In its former high-flying days, GE’s business model was praised in most MBA programs for its skills in planned, self-destructive obsolescence to cannibalize its operations; to reinvent itself to always stay ahead of the competition by pushing competitors back on their heels. Today, Sir Richard Branson evidences that business acumen quality sorely lacking at Amtrak between the political appointees indifferent to stewardship on the Board of Directors and the ranks of “cardboard senior and executive management” dutifully towing the party line.
Virgin Trains USA
Everybody has been watching Brightline, the bold upstart operator of private-sector passenger trains in a nation where every other scheduled train is operated in the public sector, either by Amtrak or by a local transit authority. There has been a lot of news about Brightline lately, and this writer originally intended to focus on the customer experience and the railroad’s plans for the future.

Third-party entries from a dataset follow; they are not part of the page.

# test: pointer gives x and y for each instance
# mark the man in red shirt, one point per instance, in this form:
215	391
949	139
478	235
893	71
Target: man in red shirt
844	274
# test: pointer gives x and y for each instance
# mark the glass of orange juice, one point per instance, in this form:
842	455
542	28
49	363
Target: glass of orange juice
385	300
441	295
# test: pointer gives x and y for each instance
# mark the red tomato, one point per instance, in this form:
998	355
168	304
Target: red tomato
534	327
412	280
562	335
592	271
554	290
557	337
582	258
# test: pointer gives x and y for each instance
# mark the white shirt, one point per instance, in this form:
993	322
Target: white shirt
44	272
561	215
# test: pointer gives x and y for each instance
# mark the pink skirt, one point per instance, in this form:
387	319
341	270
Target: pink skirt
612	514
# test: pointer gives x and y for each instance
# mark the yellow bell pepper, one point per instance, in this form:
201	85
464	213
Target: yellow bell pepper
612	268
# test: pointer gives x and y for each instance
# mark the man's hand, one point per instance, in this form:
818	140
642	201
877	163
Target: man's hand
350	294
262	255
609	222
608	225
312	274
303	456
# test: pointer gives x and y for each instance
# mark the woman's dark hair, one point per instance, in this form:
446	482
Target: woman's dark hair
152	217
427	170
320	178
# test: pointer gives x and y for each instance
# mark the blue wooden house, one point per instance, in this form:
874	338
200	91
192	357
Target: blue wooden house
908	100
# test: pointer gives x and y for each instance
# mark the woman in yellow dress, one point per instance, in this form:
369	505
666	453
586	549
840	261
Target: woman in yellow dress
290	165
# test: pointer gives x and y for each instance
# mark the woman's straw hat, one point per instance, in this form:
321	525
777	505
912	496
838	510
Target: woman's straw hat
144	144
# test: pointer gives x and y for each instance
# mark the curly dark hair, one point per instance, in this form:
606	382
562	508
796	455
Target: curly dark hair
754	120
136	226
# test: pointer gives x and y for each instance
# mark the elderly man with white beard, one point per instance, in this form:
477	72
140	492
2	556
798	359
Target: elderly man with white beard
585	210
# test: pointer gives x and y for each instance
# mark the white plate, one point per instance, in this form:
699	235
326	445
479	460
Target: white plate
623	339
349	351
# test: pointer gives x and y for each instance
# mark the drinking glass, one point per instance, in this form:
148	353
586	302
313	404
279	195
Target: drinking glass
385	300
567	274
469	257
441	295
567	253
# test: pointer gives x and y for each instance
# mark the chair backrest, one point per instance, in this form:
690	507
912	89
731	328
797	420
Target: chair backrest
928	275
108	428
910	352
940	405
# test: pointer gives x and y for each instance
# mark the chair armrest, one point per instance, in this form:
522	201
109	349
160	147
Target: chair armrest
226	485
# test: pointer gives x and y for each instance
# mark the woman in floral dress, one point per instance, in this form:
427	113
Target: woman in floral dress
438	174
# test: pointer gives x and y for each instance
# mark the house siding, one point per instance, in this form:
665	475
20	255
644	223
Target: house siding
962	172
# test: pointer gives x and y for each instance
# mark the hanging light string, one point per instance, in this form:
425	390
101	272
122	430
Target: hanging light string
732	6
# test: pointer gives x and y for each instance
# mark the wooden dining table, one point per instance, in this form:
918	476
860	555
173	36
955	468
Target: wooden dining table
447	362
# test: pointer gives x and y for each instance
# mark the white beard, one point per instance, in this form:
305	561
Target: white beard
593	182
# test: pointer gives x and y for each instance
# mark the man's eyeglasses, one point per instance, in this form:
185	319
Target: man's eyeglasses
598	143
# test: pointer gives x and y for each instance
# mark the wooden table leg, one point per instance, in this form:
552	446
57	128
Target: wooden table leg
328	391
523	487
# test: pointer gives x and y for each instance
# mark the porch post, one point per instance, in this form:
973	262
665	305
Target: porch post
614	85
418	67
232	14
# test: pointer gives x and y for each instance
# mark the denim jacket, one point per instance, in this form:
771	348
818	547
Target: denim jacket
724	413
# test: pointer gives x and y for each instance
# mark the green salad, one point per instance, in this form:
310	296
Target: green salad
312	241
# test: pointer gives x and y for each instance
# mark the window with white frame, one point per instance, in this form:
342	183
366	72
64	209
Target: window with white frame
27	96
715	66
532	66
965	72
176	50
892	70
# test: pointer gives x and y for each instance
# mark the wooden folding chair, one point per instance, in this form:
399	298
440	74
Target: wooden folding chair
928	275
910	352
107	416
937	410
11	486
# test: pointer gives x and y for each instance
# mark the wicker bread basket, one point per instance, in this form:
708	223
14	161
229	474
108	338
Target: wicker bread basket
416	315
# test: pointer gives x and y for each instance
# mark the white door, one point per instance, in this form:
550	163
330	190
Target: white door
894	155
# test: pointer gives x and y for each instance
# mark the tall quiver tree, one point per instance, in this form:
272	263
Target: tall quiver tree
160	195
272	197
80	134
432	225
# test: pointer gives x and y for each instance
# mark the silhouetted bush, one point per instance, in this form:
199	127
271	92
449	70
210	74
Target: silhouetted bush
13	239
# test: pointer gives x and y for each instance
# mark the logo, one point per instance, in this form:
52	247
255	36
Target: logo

Florida’s Brightline private higher-speed passenger rail service has a new investor, Virgin Group, headed by British billionaire Sir Richard Branson. Virgin Group will make a minority investment in Brightline, which will be managed and operated by Brightline’s executive team and affiliates of Brightline parent Fortress Investment Group. Brightline will rename itself Virgin Trains USA in November and transition to Virgin Trains USA branding in 2019, “leveraging the Virgin brand and marketing expertise for existing and future developments.”